“Dear Diary . . .”
Almost every little girl has written those words at one time or another, followed by her deepest thoughts and feelings about everything from the boy in her math class to the embarrassing traits of her parents and siblings. As we get older, that little diary with the heart-shaped lock might change into a battered journal detailing inner turmoil, but the purpose remains the same: it’s a safe haven to record your most intimate thoughts and feelings, dreams and fears.
However, many people give up journaling, considering it to be an activity for children or navel-gazing free spirits. Or, perhaps, they are concerned about being embarrassed if the journal falls into the wrong hands. What they are overlooking, though, is that journaling can be an important part of the process of recovery and healing. Many mental health professionals recommend journal-keeping as part of the overall therapeutic process.
What is Journaling?
Many people resist journal therapy because they do not understand what the process actually entails. Journaling differs from keeping a diary; a diary is more of a chronology of life, a reporting of events without a whole lot of analysis.
Journaling, on the other hand, is far more introspective. It’s a way for you to process all of your thoughts and feelings. Instead of just writing about what happened, you write about your reactions to those occurrences – or even about things that haven’t happened yet. The journal is a safe and private place for you to explore your experiences, fears, dreams, perceptions and reactions. A majority of journals are written in a stream of consciousness style; you can just write everything that comes into your mind without a filter, without fear of judgment. The result is an honest examination of your thoughts and feelings, and the opportunity to make connections and develop solutions that you might not have otherwise discovered in a more structured environment.
For example: for someone working to overcome an addiction, a journal can be a key part of the recovery process. On a day-to-day basis, the patient can write down his or her feelings about being sober, tracking emotions that lead to cravings. Or, they can chronicle their feelings of frustration about their new lifestyle. Over time, the journal helps them recognize patterns and identify the strategies that work best for them to stay in a life of sobriety.
In fact, journaling has been scientifically proven to have both psychological and physical benefits. Studies in the 1970s showed that the simple act of writing down thoughts and feelings provided more mental and emotional clarity, and that spending 20 minutes journaling just three days a week, can improve immune system function and the body’s ability to fight off infection and disease.
How to Start Journaling
While there is certainly no right or wrong way to journal, there are some things you can do to make the process much more effective.

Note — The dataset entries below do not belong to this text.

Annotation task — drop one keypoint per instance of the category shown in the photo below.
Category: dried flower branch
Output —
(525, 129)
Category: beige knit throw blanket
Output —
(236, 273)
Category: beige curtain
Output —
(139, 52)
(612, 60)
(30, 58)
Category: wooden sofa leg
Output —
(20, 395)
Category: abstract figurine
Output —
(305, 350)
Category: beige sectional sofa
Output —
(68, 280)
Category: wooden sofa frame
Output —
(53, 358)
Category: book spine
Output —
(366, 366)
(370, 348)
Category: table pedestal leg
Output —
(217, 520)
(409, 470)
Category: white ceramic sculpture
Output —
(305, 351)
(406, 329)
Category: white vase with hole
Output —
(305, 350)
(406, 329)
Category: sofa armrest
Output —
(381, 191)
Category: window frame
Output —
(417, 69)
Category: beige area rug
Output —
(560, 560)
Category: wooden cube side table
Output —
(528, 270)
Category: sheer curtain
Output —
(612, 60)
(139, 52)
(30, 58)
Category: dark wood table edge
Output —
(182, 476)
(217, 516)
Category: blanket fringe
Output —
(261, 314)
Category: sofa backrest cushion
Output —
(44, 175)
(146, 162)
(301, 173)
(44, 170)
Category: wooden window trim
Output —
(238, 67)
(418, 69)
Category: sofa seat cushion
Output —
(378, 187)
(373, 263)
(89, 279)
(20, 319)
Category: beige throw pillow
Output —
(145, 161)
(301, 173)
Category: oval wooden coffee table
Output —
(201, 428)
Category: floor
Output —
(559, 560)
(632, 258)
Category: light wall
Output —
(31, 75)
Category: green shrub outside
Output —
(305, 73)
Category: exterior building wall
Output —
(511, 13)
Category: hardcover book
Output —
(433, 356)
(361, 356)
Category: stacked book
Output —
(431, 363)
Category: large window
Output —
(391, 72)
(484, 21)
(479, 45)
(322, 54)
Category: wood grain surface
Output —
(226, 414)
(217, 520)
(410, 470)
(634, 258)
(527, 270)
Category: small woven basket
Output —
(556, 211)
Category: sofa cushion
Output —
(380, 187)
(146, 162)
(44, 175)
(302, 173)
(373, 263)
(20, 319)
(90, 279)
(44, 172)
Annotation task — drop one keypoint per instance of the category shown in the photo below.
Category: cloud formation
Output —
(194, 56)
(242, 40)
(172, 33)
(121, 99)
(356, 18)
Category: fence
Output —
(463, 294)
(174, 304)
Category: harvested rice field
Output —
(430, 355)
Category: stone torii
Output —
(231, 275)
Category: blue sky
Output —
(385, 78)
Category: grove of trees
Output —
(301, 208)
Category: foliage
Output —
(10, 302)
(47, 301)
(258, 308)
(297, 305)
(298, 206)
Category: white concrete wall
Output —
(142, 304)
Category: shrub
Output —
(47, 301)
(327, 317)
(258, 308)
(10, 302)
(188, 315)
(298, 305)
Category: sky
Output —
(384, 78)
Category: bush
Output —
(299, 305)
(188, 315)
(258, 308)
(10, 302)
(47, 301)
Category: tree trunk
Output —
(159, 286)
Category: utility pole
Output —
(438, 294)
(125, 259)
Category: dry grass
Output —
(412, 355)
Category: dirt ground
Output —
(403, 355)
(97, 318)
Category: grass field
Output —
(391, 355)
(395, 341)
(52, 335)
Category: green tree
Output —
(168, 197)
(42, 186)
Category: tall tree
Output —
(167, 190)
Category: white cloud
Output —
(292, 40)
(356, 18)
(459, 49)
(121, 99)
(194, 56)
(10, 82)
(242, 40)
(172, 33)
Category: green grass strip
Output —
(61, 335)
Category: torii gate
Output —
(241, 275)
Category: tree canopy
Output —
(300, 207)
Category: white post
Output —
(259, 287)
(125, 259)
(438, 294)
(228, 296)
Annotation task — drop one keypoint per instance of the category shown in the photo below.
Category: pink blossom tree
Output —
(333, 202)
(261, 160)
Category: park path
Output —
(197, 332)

- Use a pen and paper you are comfortable with. Some people purchase a special notebook and pen for journaling, while others just use simple notepads or whatever is readily available. Do what works best for you.
- Journal regularly; the best benefits from journaling come from consistent practice. Set aside time each day to focus on your writing, without either distraction or interruption.
- Don’t self-censor. In the beginning, you may be hesitant to be completely honest in your journal or dig too deeply. Remember that the journal is for your eyes only (you can take precautions to keep it private) and that you never have to share the book. Just start writing and write whatever comes to mind, releasing every emotion you experience. Don’t worry about spelling, grammar or your handwriting. Just write and be honest.
- Date all of your entries and re-read what you have written every now and then to look for patterns and perceptions that you may have missed.
- Use journaling prompts to help you get started. Some days you may feel blocked or unsure of what to write about. Try writing a letter to yourself or someone else, or a dialogue between you and someone (or something). Make lists (Things I Am Anxious/Sad/Embarrassed/Happy About, for instance) or write about a fill-in-the-blank sentence like “Today I feel ___.” If you are really stuck, try one of the many journaling guides to help you get started and provide ideas of what to write about.
- Keep your journals private. If you write in a notebook, on the first page, include a notice and a request to anyone who finds the book to not read the contents. If you are especially concerned, shred or burn the pages, or write on the computer and save it in a password-protected file.
Those who journal regularly often say that they cannot imagine life without it – that their journal is a friend, a nonjudgmental sounding board that provides balance and perspective. If you are dealing with a difficult issue or illness – or you just want a safe place to work through your emotions – try therapeutic journaling and reap the benefits.